Des répercussions jusqu’à aujourd’hui

Depuis la fin de la première vague, les choses ont sensiblement changé. «Il y a ensuite eu un petit ralentissement pendant l’été. Aujourd’hui, on n’a pas retrouvé la même ampleur que pendant le confinement où c’était très fort mais on sent que les préoccupations sont toujours bien là», constate Caroline Chevalier.

Du côté de la Croix-Rouge, on a complètement changé de registre en quittant les call centers. «Dans cette crise Covid, l’urgence est un peu partout et si ça s’est calmé, ça redémarre un peu maintenant», confirme Etienne Tonneau dont son équipe se concentre sur les soignants de première ligne. Dans les maisons de retraite, les bénévoles ont pu voir la peur que le coronavirus ne revienne car une seule contamination et le cauchemar peut recommencer. Ils voient aussi d’autres membres de la Croix-Rouge, comme des ambulanciers particulièrement choqués par des transferts difficiles de patients Covid.

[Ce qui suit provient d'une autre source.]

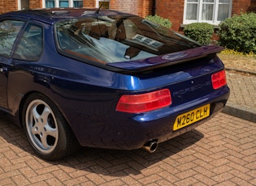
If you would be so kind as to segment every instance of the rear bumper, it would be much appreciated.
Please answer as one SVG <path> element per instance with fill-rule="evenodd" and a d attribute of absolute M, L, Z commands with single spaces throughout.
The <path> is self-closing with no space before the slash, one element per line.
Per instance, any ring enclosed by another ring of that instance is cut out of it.
<path fill-rule="evenodd" d="M 185 105 L 170 107 L 146 114 L 135 115 L 115 112 L 107 116 L 92 116 L 76 113 L 76 116 L 73 116 L 76 119 L 72 120 L 72 127 L 83 146 L 138 149 L 150 140 L 163 142 L 206 122 L 221 112 L 228 97 L 229 89 L 225 87 L 221 96 L 211 95 Z M 207 104 L 210 104 L 210 116 L 173 131 L 177 116 Z"/>

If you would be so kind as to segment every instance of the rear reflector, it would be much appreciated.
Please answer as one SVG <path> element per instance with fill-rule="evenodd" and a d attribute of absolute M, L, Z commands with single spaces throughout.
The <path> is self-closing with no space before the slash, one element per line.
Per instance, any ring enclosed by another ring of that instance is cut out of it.
<path fill-rule="evenodd" d="M 227 84 L 225 70 L 217 72 L 211 75 L 211 83 L 214 89 L 220 88 Z"/>
<path fill-rule="evenodd" d="M 168 89 L 141 95 L 124 95 L 119 100 L 116 110 L 128 113 L 141 113 L 156 110 L 171 104 Z"/>

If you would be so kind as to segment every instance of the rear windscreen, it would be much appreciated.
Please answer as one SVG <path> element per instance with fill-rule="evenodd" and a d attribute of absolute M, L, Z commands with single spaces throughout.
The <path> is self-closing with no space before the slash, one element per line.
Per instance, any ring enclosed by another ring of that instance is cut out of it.
<path fill-rule="evenodd" d="M 55 24 L 55 35 L 62 53 L 103 64 L 145 59 L 199 46 L 137 16 L 66 19 Z"/>

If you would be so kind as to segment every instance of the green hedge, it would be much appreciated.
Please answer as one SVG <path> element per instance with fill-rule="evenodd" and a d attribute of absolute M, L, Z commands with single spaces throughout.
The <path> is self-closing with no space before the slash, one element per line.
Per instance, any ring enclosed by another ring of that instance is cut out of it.
<path fill-rule="evenodd" d="M 159 15 L 148 15 L 145 17 L 146 19 L 150 20 L 150 21 L 152 21 L 154 23 L 156 23 L 158 24 L 160 24 L 163 27 L 171 27 L 171 21 L 168 19 L 164 19 Z"/>
<path fill-rule="evenodd" d="M 242 53 L 256 53 L 256 14 L 234 15 L 219 24 L 219 44 Z"/>
<path fill-rule="evenodd" d="M 206 23 L 193 23 L 186 25 L 184 28 L 184 33 L 186 36 L 201 44 L 210 44 L 214 32 L 214 26 Z"/>

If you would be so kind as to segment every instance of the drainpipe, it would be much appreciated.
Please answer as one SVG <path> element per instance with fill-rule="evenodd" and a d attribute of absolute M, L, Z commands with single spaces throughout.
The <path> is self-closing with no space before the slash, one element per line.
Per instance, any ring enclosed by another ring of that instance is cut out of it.
<path fill-rule="evenodd" d="M 156 0 L 153 0 L 153 2 L 152 2 L 152 15 L 155 15 L 155 10 L 156 10 Z"/>

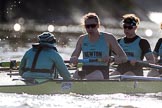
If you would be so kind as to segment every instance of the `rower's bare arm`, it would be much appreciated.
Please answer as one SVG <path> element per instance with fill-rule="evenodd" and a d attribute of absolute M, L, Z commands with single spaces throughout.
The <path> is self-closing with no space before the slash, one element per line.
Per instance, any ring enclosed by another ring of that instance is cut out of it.
<path fill-rule="evenodd" d="M 123 49 L 118 44 L 116 38 L 113 35 L 109 35 L 109 45 L 110 49 L 115 53 L 115 62 L 117 64 L 124 63 L 127 61 L 127 56 Z"/>

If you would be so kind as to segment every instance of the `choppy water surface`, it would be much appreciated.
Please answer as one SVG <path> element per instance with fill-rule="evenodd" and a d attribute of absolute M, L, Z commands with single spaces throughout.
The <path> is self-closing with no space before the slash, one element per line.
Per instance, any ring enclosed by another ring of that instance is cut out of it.
<path fill-rule="evenodd" d="M 162 94 L 29 95 L 0 93 L 0 108 L 161 108 Z"/>
<path fill-rule="evenodd" d="M 111 29 L 110 29 L 111 30 Z M 113 30 L 112 30 L 113 31 Z M 36 33 L 37 34 L 37 33 Z M 30 37 L 36 39 L 36 34 Z M 7 34 L 0 38 L 0 61 L 12 59 L 21 60 L 25 51 L 31 47 L 35 40 L 24 35 Z M 69 59 L 76 39 L 75 34 L 56 34 L 58 50 L 63 59 Z M 158 40 L 158 32 L 149 37 L 152 49 Z M 20 38 L 21 37 L 21 38 Z M 151 86 L 151 85 L 150 85 Z M 79 94 L 53 94 L 29 95 L 0 93 L 0 108 L 161 108 L 162 93 L 152 94 L 106 94 L 106 95 L 79 95 Z"/>

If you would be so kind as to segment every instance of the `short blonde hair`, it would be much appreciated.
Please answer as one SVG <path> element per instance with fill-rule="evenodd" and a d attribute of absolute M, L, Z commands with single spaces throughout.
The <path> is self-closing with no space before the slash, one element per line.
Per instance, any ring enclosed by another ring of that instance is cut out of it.
<path fill-rule="evenodd" d="M 97 15 L 96 13 L 90 12 L 90 13 L 85 14 L 85 15 L 82 17 L 82 19 L 81 19 L 81 23 L 82 23 L 83 25 L 85 25 L 85 22 L 86 22 L 86 20 L 88 20 L 88 19 L 95 19 L 96 22 L 97 22 L 97 24 L 100 25 L 100 20 L 99 20 L 99 17 L 98 17 L 98 15 Z"/>

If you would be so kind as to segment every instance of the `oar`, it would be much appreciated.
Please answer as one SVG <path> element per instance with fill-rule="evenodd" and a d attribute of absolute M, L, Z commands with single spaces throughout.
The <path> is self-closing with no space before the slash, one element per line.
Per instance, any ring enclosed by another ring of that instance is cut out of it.
<path fill-rule="evenodd" d="M 136 65 L 140 65 L 142 67 L 150 67 L 150 68 L 155 68 L 155 69 L 162 69 L 161 65 L 147 63 L 147 62 L 144 62 L 144 61 L 137 61 Z"/>
<path fill-rule="evenodd" d="M 70 60 L 64 60 L 65 63 L 71 63 Z M 88 63 L 88 62 L 102 62 L 102 59 L 99 58 L 90 58 L 90 59 L 78 59 L 79 63 Z"/>

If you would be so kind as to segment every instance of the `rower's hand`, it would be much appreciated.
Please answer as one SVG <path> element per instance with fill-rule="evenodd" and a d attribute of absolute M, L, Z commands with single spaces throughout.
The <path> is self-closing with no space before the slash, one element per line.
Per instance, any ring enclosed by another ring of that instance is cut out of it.
<path fill-rule="evenodd" d="M 78 57 L 72 56 L 70 58 L 70 63 L 73 64 L 73 65 L 77 65 L 78 64 Z"/>

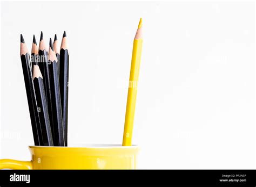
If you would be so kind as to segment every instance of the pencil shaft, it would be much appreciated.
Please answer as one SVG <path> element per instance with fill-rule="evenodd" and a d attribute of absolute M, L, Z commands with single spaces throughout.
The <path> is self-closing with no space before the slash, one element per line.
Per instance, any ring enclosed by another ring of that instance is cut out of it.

Que ce soit chez Télé-Accueil ou à la Croix-Rouge, tout est mis en place pour que les bénévoles ne subissent pas non plus de contrecoup voire de stress post-traumatique. Mais ce risque se fait moins ressentir chez Télé-Accueil, où la distance et l’anonymat aident à prendre du recul, même si Caroline Chevalier précise que l’ombre du Covid-19 n’épargne pas son équipe, comme le reste de la population. À la Croix-Rouge, c’est encore une autre histoire. «C’est la première fois que l’on a une crise d’une aussi longue durée et à certains niveaux, les bénévoles commencent vraiment à être fatigués», confie Etienne Tonneau. «Pendant le confinement, ils pouvaient venir mais maintenant, chacun a son travail et sa vie privée. Et pourtant, ils interviennent encore. Je leur tire mon chapeau. J’insiste pour dire qu’ils font vraiment un boulot impeccable face à une telle situation», conclut-il.